I arrived in San Jose with no idea of what to expect. Of course, I knew what the course was “supposed” to be like, but I really did not know what was in store for me until I got to the hotel. There, I met the rest of the group. We are from five different countries, and our love for nature and conservation is more than enough to bring us together, but there is so much else we also have in common. After that first night of hanging out and getting to know people, I was sure I was in the right place.  

We started off our program in La Selva, the lowland rainforest with mind boggling diversity. As a birdwatcher, I was stunned at how easy it was to see a whole new set of birds from one day to the next. There seemed to be no end! The amphibians, mammals, plants, and insects were equally as incredible. I learned a lot during our first group project at La Selva: How to focus my energy on a question, and approach it in a way that can give me a scientifically sound answer in the end. It was a tough process to work together and present the findings of our project after only a few days, but I learned a ton and it brought us closer together. We knew it would only be easier with experiences like this under our belt.  

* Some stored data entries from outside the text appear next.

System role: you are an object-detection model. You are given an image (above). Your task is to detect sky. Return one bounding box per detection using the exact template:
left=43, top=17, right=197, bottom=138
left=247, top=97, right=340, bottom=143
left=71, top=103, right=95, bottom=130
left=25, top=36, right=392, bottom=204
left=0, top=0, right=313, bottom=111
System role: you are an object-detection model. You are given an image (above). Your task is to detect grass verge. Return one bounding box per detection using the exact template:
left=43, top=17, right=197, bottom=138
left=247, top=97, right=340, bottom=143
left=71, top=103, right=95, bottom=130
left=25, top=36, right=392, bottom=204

Crossing the famous Stone Bridge at La Selva Field Station!

Palo Verde was next – the seasonal “dry” forest, where it rained almost every day we were there! The zancudos (mosquitoes) were crazy prolific, but that made the safe haven and A/C of the classroom even more blissful. Our second group project went smoothly (We observed iguana behavior in a cool project about time budgeting!) and got to know the cool visiting faculty. A highlight of Palo Verde for me was watching the rain roll over the hills from La Roca, as two scarlet macaws flew over the forest below. An incredible place to be.  

A scarlet macaw, a Costa Rican icon!

Our last spot was Las Cruces, a montane rainforest way down by the Panama border, with the amazing Wilson Botanical Garden surrounding us as we did our own research projects! It was incredible to be at a place where I could feel confident creating something that I wanted to research on my own. This feeling that science is accessible to me is one of the biggest things I will take away with me, along with the amazing relationships I have gained through the month. I looked back recently and expected to have at least some small regrets about something related to the course. I honestly could not think of any.  

If you want to hear more about my experience in Costa Rica with OTS, check out my profile on the Alumni Ambassador’s page.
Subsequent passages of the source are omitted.